Melihat Pemenuhan Hak Terdakwa Melalui Sidang Pidana Elektronik
Berita

Melihat Pemenuhan Hak Terdakwa Melalui Sidang Pidana Elektronik

Secara umum, seluruh hak-hak terdakwa sudah difasilitasi oleh Perma. Namun praktiknya, ada beberapa problem yang mengakibatkan sebagian hak tidak dapat terpenuhi secara optimal.

Rofiq Hidayat
Bacaan 4 Menit

Lantas bagaimana dengan kasus menarik perhatian publik yang mengakibatkan banyak orang menyoroti persidangan tersebut? Bagi Rifqi, hal ini bukan isu baru. Cara yang dapat ditempuh di luar sidang dapat diberikan layar atau sidang disiarkan di media elektronik berupa siaran tunda atau langsung atas seizin ketua pengadilan. “Tapi prinsipnya tak ada masalah open trial,” ujarnya.

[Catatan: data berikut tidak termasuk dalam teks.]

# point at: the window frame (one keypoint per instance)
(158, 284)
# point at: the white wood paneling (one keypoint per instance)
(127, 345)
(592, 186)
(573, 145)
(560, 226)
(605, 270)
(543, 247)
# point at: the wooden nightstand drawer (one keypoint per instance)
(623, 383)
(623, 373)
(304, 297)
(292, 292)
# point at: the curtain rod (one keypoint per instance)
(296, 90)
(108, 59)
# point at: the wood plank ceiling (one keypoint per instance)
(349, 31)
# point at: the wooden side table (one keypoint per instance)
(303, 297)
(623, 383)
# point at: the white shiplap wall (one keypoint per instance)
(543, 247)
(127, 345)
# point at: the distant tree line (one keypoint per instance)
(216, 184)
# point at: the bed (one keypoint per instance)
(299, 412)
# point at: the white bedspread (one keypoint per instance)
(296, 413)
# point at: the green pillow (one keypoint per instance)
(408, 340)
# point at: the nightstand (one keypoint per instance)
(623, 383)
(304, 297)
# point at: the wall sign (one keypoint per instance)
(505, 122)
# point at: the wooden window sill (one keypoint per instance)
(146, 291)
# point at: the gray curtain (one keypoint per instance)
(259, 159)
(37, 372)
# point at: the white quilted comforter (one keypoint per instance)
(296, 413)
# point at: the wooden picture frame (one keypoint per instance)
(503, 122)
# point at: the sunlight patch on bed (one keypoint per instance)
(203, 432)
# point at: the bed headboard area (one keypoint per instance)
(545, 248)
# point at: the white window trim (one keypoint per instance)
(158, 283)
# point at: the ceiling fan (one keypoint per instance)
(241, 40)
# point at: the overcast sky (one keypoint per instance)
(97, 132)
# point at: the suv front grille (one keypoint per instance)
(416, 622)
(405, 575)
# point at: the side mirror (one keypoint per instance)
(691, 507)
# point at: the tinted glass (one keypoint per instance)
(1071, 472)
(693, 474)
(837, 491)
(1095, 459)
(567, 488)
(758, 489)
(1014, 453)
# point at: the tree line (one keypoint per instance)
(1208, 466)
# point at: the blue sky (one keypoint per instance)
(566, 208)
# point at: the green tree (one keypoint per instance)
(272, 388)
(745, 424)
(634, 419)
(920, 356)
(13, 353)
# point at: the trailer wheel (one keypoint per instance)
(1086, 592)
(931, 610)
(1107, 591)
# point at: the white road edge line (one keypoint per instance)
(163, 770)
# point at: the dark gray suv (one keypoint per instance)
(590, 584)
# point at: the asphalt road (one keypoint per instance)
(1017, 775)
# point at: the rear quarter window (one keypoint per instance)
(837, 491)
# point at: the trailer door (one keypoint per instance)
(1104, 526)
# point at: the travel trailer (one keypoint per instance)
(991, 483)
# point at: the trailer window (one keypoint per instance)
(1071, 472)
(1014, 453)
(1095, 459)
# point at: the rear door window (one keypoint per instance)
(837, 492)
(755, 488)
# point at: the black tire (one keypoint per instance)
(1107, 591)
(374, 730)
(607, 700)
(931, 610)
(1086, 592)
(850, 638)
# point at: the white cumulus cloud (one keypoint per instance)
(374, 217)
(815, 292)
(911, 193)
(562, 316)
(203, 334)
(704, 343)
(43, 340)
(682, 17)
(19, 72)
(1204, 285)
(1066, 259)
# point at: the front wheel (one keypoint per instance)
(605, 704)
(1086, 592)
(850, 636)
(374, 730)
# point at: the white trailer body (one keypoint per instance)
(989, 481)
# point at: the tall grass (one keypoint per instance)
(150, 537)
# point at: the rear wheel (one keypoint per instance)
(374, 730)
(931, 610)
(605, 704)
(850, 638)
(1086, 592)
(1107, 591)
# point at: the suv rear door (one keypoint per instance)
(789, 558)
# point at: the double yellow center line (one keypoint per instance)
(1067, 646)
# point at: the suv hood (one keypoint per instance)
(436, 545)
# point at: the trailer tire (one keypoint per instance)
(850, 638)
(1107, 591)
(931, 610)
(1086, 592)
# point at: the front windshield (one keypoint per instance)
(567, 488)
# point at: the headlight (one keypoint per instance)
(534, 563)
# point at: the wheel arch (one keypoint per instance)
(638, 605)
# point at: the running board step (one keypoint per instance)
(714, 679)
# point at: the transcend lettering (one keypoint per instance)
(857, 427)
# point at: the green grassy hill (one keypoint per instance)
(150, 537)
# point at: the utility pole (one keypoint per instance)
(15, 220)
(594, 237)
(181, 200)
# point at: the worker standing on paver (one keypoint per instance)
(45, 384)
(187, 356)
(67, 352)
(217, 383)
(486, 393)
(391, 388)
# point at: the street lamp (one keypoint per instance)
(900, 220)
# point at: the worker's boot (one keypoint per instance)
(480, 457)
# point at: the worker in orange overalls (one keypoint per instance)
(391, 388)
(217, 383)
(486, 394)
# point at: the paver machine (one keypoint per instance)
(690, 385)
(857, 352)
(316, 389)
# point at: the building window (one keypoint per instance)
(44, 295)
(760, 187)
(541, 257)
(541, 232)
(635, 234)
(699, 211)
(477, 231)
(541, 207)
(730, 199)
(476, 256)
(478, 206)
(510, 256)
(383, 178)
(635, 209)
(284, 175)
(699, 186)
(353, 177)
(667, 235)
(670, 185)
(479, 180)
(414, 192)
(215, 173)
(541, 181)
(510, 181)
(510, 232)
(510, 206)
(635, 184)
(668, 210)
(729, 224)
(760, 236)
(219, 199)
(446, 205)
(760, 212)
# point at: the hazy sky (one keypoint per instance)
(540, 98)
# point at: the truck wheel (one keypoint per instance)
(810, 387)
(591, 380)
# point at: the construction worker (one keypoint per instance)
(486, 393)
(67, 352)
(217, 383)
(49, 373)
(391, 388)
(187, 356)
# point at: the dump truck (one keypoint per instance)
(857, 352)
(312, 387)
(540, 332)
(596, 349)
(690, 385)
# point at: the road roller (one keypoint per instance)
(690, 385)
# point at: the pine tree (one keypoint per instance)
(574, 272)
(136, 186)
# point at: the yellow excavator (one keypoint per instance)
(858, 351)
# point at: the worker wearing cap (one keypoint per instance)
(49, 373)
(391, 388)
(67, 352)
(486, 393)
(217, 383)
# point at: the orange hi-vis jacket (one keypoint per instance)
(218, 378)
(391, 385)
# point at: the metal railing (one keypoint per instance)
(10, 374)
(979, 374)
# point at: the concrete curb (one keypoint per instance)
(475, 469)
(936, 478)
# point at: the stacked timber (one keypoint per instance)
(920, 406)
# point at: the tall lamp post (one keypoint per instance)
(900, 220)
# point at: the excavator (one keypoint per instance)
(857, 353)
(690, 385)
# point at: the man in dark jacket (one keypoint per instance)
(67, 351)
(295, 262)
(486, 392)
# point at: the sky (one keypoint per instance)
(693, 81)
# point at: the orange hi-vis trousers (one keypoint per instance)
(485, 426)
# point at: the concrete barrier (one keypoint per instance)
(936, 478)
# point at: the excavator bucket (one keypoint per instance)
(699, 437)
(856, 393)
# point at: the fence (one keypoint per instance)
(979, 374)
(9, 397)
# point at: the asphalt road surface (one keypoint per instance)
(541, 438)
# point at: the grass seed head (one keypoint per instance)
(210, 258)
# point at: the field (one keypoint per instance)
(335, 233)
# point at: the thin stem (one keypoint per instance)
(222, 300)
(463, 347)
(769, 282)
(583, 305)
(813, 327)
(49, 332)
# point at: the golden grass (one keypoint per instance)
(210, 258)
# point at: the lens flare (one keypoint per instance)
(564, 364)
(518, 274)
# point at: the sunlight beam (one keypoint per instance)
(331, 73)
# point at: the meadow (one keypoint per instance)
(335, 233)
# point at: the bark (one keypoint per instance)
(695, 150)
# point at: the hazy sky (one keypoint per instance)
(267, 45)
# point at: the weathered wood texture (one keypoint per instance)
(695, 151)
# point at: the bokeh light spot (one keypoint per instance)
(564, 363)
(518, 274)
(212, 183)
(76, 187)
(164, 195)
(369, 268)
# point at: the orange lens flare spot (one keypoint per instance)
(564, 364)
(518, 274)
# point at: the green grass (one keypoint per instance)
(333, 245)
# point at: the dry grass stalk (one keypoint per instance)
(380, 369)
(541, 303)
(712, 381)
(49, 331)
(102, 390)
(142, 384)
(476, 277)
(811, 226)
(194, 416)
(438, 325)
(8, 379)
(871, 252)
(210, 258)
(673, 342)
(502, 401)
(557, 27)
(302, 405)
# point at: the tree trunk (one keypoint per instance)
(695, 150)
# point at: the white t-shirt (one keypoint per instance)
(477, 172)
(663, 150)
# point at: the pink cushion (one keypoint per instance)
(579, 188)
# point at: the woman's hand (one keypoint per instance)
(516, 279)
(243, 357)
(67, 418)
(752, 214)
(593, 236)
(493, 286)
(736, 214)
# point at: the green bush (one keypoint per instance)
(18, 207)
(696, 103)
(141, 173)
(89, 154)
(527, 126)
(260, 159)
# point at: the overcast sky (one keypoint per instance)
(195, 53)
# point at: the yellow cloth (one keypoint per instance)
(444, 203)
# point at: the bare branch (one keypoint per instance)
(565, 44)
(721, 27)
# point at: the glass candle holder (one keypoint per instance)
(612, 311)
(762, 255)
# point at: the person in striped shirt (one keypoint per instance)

Secara umum, kata Rifqi, tak ada pengurangan hak terdakwa dalam sidang elektronik. Misalnya, sidang cepat, menunjuk penasihat hukum, menghadirkan saksi, membela diri, mendapat penerjemah, tidak dipaksa mengakui kesalahan. Hukum acara dalam KUHAP dalam sidang elektronik tetap berlaku. Namun, hak untuk hadir dalam sidang bila dimaknai hadir secara fisik memang terbatasi. Karenanya, diperlukan cara menyeimbangkan hak atas fair trial secara ideal dengan hak atas kesehatan/keselamatan publik.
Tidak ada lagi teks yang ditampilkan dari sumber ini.